My experience at the ASB Unplugged conference in Mumbai, India recently highlighted the need to be mobile, online and interacting at different levels. Connected to the WLAN and therefore with connectivity to the world (the only way to be at a conference!) I was able to 'moblog' to our school Ning (mobile blogging, or blogging on the run, a phrase coined by David Warlick I believe), Twitter, Google Chat and search for resource URLs as presenters mentioned them...all at the same time. In one session I remember Twittering with Kim Cofino, who was also attending a conference in Berlin, Germany, while at the same time chatting with Vicki Davis, who was also at a conference presenting on our Flat Classroom Project and more in Illinois ICE and wowing the crowd with her exemplary style and sharing her latest Zoho online material with me, while continuing to blog and interact with people back at Qatar Academy via the Ning and also with people around me re the current presentation in Mumbai.
What I really missed in Mumbai was what is called a 'backchannel' where the audience (real and virtual) can chat about the presentation. An effective way to do this is to have the backchannel (using a tool such as chatzy.com) projected onto the screen so the whole room can see what is being said (including the presenter) and react to it as needed. This method was also used by Karl Fisch, although using slightly different tools, for his fishbowl sessions with students and guests discussing Pink's 'A Whole New Mind' recently.
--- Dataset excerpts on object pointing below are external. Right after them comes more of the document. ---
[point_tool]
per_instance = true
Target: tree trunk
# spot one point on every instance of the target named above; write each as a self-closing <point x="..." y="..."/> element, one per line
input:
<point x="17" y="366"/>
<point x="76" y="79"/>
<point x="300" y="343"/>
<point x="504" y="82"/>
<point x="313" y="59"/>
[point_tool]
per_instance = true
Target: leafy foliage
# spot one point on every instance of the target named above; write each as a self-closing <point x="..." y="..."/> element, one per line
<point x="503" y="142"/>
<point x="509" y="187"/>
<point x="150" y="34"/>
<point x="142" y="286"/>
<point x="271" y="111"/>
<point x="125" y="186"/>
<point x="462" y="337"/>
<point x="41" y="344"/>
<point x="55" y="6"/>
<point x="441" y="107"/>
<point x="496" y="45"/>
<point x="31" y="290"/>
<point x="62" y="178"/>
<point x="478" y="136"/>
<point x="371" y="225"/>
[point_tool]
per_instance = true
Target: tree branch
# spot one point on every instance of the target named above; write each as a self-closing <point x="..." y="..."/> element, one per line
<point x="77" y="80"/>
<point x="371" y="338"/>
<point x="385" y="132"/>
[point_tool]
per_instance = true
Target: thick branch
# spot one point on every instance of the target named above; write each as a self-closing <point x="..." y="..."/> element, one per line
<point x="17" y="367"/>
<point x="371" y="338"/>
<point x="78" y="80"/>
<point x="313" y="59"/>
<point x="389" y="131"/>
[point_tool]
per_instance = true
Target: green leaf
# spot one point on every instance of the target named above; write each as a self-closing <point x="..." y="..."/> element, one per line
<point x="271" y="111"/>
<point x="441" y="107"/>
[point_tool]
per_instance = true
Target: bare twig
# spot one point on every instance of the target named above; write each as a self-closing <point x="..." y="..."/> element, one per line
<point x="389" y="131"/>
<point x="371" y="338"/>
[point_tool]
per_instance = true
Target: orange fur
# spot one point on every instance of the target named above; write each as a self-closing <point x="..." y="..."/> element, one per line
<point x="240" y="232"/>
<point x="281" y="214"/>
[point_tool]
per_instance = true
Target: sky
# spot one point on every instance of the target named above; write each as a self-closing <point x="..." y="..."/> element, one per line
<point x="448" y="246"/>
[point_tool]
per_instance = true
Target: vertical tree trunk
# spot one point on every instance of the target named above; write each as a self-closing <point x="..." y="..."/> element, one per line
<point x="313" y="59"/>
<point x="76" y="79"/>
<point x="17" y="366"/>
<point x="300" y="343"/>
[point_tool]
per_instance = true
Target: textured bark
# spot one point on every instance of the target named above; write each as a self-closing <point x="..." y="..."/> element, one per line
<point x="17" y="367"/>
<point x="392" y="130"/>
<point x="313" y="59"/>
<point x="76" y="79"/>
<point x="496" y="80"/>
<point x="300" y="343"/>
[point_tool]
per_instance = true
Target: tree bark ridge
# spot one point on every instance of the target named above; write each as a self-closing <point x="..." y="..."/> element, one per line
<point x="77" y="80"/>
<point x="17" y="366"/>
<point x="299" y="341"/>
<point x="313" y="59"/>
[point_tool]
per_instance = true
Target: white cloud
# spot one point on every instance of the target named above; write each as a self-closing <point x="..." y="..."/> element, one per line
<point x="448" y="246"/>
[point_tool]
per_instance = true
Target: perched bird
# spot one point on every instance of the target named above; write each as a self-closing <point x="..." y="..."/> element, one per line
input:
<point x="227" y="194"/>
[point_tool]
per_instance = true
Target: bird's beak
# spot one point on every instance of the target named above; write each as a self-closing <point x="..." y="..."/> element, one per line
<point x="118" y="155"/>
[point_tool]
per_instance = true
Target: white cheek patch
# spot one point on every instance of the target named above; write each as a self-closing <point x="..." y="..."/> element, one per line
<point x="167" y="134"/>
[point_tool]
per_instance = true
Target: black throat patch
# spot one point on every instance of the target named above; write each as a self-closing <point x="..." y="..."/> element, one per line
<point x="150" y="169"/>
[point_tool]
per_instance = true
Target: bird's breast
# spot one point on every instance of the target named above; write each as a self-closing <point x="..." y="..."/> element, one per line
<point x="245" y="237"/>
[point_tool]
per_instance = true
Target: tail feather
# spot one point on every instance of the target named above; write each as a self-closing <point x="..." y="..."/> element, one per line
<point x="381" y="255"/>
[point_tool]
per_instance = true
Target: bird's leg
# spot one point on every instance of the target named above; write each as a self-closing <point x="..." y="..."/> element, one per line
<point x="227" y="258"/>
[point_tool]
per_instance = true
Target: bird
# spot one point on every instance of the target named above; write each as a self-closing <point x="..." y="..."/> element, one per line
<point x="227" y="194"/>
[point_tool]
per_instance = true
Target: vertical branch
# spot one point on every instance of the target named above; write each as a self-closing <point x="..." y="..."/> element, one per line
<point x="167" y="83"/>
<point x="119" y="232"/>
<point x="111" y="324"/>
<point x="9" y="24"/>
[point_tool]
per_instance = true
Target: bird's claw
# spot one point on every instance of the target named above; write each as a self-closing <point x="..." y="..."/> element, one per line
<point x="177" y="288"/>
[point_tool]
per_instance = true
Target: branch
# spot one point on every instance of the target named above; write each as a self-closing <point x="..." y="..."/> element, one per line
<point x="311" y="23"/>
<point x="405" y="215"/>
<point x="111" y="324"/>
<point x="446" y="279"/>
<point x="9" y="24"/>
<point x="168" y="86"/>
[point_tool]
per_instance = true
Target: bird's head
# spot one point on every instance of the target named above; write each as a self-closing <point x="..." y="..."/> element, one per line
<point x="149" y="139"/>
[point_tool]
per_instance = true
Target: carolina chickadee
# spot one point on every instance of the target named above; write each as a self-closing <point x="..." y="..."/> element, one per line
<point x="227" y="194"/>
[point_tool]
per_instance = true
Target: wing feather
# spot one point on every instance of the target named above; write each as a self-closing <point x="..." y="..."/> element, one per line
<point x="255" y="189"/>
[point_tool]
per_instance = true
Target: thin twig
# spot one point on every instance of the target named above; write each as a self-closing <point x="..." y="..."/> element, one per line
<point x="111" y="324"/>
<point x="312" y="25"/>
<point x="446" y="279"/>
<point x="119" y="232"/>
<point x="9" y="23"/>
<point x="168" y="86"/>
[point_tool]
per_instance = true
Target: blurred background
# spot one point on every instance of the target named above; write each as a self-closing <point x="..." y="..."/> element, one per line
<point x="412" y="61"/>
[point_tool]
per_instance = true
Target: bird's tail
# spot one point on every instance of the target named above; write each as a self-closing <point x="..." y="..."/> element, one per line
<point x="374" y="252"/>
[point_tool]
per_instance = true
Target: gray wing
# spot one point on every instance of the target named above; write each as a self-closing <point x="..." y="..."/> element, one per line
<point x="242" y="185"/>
What I also miss at non-Conference 2.0 events is the use of RSS as the glue to bind us all together. Once again David Warlick leads the way with his hitchhikr.com conference aggregator. I need to know where I can find other blog posts, images, etc tagged for the events I am in. I need to know what the tagging standard is so I can use it. I feel this still has not caught on with educators around the world as it should have done.
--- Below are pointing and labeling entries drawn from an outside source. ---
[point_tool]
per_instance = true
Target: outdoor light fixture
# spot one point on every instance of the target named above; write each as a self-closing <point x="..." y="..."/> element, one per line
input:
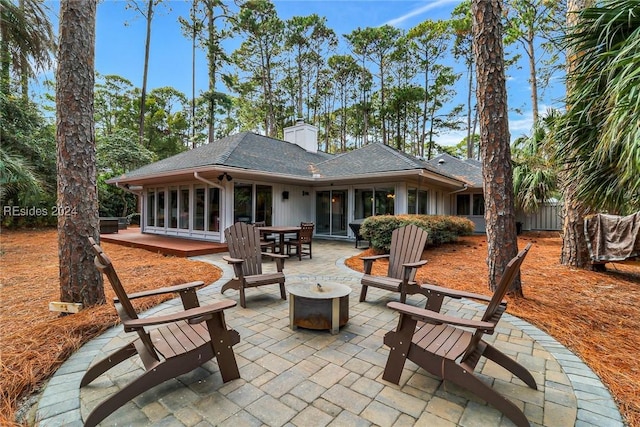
<point x="223" y="176"/>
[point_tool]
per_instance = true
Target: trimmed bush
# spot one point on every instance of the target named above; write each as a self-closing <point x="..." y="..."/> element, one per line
<point x="441" y="228"/>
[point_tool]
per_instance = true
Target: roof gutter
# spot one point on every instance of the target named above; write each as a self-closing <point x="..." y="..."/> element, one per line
<point x="197" y="176"/>
<point x="133" y="189"/>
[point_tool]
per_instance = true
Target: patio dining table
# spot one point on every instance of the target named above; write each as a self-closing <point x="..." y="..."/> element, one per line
<point x="280" y="230"/>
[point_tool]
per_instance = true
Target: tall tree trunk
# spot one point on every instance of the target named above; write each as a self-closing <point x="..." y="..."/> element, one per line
<point x="533" y="77"/>
<point x="494" y="140"/>
<point x="574" y="243"/>
<point x="5" y="60"/>
<point x="77" y="209"/>
<point x="143" y="95"/>
<point x="24" y="70"/>
<point x="212" y="56"/>
<point x="470" y="139"/>
<point x="193" y="74"/>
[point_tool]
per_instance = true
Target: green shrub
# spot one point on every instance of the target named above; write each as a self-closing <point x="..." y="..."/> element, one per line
<point x="441" y="228"/>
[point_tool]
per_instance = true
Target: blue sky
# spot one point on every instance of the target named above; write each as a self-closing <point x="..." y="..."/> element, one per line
<point x="120" y="38"/>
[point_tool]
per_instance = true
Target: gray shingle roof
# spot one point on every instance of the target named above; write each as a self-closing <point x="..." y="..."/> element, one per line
<point x="372" y="158"/>
<point x="254" y="152"/>
<point x="468" y="171"/>
<point x="245" y="150"/>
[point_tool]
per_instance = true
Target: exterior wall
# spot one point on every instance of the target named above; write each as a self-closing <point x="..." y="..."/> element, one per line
<point x="292" y="204"/>
<point x="296" y="208"/>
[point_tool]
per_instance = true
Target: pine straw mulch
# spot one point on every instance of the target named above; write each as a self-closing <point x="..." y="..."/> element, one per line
<point x="35" y="341"/>
<point x="595" y="314"/>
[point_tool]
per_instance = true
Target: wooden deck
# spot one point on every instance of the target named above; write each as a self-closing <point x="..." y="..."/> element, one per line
<point x="175" y="246"/>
I am in awe of the recent blog post by Steve Hargadon detailing his views and experiences with Conference 2.0 ideals and thoroughly recommend his new wiki Conference 2.0 where, in typical Steve style he has provided a valuable resource and service for everyone to use when attending/presenting at a conference. Describing this wiki he states:
"Web 2.0 has provided a number of opportunities for new collaborative events to take place at and around conferences. The events can enhance participants' connections, dialog, and engagement. Here are a number of these activities that can be planned specifically for educational technology." A recent blog post "The Ultimate Conference Attendee" by Will Richardson, although a little esoteric, has similar sentiments.
So, it is true, the global stage does await every real and virtual attendee at a conference. There are opportunities to foster and continue conversations, make connections, squeeze the essence out of each session and breath life into the topic. Is this information overload? Is this too geeky for the average conference goer....well yes, maybe it is however let's lead the way, let's set the standards internationally and move beyond the static, dry, hard-copy handout, non-Internet based session that does not deserve to exist in the Conference 2.0 mode.